Esse ambiente diverso não é por acaso. As duas pensam cada detalhe para que o estúdio seja acolhedor. “Sempre incentivamos as mães a não faltarem. Podem trazer os filhos. Temos colchão, lápis de cor, espaço para brincar. A vida da mulher já é muito corrida, ela tem pouco tempo para si mesma, então criamos ferramentas para que elas não desistam”, diz Bia.
Mas se acolher é uma parte essencial, exigir do corpo também é. “O pole não é qualquer coisinha. É muito difícil. São movimentos que não lembram nada do que fazemos no dia a dia, então é normal chegar e não entender o que o corpo está fazendo. Mas treino é isso: não é conseguir de primeira, é estar no processo”, explica Julia. Para além da sensualidade, há suor, esforço, quedas, tentativas.
Não são raros os relatos de alunas que chegam recém-saídas de relacionamentos, tentando se reconstruir. “Elas chegam destruídas, picotadas… achando que a sensualidade vai resolver. Mas percebem que é outra coisa. É sobre enxergar a mulher que são, sobre se reconhecer. É um processo de cura”, completa.
O desejo de transformar o pole em algo maior atravessa também os planos para o futuro. Beatriz sonha em realizar o primeiro festival mato-grossense de pole dance, reunindo praticantes de Cuiabá e do interior de Mato Grosso.

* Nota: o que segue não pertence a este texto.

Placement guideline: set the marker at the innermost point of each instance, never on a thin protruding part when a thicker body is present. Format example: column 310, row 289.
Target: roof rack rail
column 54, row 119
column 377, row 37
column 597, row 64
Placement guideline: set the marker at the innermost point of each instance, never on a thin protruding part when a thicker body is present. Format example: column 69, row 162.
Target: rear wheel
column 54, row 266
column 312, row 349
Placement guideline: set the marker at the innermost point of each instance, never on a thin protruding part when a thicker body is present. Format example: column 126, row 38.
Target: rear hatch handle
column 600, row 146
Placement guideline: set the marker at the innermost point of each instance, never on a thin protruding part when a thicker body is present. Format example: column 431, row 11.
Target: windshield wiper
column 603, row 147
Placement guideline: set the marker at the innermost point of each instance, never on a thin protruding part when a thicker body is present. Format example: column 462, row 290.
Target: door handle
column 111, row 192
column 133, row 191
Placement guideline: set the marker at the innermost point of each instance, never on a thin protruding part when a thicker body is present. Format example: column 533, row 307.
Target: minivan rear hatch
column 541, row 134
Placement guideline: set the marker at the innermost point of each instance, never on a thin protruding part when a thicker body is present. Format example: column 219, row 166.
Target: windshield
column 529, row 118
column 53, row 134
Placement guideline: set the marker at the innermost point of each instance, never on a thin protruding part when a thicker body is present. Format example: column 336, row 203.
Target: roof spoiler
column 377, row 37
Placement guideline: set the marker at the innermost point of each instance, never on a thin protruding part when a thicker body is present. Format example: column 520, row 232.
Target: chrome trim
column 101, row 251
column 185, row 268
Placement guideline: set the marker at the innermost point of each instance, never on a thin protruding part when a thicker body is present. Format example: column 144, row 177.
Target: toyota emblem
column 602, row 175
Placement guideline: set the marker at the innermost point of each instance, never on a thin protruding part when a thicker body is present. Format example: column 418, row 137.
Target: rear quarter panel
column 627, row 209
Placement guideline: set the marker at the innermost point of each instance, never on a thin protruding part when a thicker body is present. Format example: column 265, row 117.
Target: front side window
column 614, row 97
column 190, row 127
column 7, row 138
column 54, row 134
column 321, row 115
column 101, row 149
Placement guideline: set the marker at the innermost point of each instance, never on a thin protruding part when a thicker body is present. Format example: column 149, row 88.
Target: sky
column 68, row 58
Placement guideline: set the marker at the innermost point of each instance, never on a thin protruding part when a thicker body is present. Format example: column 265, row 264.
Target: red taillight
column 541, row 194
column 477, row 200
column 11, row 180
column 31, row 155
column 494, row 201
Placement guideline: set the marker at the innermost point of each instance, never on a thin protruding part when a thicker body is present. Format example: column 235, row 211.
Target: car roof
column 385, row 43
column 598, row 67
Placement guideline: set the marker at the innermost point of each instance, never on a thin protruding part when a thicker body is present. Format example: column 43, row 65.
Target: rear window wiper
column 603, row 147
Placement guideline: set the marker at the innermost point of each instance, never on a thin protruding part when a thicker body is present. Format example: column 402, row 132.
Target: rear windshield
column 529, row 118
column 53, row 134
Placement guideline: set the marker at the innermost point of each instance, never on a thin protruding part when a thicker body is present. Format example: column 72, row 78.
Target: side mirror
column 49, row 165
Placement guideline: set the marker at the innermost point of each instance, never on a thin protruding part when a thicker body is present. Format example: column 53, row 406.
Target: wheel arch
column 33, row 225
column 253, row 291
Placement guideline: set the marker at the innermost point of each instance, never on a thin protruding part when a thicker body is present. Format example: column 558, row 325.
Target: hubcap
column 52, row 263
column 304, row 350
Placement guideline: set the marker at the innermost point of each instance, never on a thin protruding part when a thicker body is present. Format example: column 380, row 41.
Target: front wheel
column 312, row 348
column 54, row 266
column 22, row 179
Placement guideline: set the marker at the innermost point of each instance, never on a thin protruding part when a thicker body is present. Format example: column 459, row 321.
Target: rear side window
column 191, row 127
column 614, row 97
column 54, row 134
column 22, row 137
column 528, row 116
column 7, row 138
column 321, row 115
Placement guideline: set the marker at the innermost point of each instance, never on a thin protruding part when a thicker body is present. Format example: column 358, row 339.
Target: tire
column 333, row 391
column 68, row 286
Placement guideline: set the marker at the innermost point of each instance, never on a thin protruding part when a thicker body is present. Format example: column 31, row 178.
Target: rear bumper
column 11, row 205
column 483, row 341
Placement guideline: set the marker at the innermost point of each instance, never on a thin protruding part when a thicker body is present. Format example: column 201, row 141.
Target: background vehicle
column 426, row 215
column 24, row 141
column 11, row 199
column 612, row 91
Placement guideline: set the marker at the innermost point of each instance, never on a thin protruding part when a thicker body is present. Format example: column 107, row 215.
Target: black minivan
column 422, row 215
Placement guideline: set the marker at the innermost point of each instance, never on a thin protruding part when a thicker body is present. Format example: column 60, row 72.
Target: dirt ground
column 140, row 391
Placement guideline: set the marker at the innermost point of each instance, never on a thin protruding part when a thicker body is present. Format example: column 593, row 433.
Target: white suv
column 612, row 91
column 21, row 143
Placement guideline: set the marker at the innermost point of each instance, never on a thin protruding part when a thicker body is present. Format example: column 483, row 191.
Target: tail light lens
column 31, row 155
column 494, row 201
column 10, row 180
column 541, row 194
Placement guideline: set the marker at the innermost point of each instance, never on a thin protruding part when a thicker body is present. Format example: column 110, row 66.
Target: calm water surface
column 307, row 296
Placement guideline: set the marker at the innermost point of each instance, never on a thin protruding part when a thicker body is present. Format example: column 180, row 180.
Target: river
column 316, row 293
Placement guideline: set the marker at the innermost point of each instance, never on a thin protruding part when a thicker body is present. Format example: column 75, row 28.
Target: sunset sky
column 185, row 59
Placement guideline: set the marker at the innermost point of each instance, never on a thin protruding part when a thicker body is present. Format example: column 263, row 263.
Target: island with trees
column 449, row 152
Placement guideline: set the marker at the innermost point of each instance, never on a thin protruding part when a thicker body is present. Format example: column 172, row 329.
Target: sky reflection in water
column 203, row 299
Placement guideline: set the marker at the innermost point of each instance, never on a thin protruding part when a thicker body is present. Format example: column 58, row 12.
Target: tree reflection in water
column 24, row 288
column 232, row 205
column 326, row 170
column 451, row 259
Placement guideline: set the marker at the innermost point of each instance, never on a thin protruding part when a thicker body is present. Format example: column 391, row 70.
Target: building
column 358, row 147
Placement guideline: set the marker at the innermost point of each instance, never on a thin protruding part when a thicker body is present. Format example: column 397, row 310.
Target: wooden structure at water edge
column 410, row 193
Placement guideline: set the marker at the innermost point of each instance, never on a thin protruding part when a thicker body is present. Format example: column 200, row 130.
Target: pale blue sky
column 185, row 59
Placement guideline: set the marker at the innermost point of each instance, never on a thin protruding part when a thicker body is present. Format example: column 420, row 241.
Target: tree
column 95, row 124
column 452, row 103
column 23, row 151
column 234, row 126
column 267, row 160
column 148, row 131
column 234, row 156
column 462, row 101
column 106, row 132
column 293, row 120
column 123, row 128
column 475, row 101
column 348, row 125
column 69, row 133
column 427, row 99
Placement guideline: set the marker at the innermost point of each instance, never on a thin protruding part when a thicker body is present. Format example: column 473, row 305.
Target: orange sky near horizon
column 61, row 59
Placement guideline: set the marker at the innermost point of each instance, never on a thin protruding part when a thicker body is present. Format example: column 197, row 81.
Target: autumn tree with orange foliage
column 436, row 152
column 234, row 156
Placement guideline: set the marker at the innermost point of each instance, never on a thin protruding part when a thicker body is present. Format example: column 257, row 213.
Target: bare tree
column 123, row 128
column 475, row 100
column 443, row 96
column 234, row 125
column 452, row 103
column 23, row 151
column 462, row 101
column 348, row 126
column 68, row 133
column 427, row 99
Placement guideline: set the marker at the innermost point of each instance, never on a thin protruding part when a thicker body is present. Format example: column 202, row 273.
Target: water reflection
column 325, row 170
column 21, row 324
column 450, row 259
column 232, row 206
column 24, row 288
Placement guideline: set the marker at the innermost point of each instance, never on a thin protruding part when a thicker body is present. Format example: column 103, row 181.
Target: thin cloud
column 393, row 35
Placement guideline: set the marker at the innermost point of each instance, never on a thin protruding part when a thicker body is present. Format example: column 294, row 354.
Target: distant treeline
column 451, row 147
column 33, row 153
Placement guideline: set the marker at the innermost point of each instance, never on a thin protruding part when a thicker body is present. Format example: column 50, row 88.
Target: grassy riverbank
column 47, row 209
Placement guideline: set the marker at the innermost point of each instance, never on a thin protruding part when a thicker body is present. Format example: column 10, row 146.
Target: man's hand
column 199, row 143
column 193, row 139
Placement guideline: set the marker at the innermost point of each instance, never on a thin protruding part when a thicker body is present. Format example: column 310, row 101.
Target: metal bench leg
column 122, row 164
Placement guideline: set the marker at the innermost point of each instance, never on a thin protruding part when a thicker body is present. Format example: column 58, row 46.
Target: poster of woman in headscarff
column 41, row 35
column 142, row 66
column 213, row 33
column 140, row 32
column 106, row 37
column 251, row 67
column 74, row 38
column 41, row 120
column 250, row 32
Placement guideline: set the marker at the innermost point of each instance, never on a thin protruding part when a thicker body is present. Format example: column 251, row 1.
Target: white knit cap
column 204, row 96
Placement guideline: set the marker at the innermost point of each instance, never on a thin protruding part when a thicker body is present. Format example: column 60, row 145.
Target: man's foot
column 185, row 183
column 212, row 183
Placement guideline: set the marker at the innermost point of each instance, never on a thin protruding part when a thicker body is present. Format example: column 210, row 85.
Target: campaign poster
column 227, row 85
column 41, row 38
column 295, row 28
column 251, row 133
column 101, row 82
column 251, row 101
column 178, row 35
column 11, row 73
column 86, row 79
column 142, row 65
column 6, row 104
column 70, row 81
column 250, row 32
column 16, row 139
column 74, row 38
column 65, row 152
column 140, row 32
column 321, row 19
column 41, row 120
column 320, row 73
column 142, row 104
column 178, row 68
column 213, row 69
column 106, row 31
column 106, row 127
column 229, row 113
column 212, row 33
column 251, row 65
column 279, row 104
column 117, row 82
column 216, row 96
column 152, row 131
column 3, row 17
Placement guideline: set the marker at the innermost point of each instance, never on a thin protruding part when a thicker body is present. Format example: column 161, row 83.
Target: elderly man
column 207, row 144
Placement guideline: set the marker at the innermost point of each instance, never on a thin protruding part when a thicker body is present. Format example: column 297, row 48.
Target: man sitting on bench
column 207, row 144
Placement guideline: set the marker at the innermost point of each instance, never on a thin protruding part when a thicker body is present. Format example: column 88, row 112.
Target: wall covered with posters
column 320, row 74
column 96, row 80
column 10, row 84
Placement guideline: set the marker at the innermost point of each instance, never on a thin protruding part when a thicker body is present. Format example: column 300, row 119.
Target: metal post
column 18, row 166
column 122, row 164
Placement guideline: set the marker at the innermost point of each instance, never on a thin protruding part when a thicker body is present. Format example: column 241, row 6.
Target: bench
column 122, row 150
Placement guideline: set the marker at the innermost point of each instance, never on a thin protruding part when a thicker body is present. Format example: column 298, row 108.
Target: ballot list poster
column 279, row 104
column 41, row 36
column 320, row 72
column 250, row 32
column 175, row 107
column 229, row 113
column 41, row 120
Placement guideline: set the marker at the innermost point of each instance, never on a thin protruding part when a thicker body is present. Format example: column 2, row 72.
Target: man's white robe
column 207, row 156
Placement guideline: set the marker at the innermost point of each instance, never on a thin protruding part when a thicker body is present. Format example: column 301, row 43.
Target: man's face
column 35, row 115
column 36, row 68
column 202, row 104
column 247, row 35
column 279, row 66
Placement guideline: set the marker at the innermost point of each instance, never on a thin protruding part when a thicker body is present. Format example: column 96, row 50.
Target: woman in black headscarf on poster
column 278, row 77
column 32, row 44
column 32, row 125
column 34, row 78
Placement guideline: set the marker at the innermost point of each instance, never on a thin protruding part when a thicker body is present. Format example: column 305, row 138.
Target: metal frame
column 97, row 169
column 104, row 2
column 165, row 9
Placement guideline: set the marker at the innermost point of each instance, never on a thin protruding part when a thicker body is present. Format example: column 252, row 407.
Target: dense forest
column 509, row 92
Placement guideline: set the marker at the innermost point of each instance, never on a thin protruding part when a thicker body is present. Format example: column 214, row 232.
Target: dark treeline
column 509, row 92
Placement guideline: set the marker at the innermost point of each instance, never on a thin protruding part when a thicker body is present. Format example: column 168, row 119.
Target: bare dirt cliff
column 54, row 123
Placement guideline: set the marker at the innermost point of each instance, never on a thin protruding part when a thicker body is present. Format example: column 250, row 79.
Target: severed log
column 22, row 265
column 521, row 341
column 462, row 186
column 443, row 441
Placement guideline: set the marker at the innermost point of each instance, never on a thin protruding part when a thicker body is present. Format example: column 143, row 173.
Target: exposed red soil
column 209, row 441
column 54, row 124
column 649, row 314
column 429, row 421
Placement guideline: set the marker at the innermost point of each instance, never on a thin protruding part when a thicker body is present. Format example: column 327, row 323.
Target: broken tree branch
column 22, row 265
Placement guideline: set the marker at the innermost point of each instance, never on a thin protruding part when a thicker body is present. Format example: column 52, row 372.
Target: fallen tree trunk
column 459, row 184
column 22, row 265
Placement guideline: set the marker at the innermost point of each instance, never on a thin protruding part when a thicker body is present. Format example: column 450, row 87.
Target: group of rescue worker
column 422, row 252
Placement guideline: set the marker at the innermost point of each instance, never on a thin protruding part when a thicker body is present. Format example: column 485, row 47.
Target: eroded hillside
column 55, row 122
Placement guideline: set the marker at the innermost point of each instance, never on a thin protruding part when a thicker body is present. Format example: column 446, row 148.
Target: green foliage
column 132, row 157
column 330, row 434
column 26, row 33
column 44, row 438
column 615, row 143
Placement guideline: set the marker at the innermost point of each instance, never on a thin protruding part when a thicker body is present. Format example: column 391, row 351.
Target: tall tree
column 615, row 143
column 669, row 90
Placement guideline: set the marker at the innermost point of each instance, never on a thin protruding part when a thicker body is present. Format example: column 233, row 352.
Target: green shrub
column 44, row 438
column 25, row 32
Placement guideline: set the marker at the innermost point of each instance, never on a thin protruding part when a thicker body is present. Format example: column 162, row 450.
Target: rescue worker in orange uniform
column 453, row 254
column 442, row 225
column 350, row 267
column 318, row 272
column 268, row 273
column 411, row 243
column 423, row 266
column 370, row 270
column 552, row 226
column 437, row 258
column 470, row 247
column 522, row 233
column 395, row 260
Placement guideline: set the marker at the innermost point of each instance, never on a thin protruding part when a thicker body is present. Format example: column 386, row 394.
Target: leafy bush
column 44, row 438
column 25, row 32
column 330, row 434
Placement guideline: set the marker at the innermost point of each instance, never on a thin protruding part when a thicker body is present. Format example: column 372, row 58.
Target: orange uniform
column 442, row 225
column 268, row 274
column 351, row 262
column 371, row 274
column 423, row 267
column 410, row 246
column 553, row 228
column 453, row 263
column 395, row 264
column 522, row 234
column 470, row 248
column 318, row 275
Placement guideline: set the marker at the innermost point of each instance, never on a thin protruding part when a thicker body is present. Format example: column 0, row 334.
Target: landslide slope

“Seria incrível juntar todo mundo que pratica pole aqui, transformar isso em algo da cidade, um evento cuiabano de pole. Mostrar que não é só esporte ou dança, mas também cultura. Levar para o teatro, desmistificar essa ideia de que é ‘coisa de puta’”, diz.
Julia concorda: “Tem outro estúdio em Cuiabá, o Mátria, mas só tem uma opção? Se a pessoa não gostar dele, não vai fazer? Academia, escola de dança e crossfit, tem quantas em Cuiabá? Cadê as escolas de pole dance? Queremos que mais pessoas façam".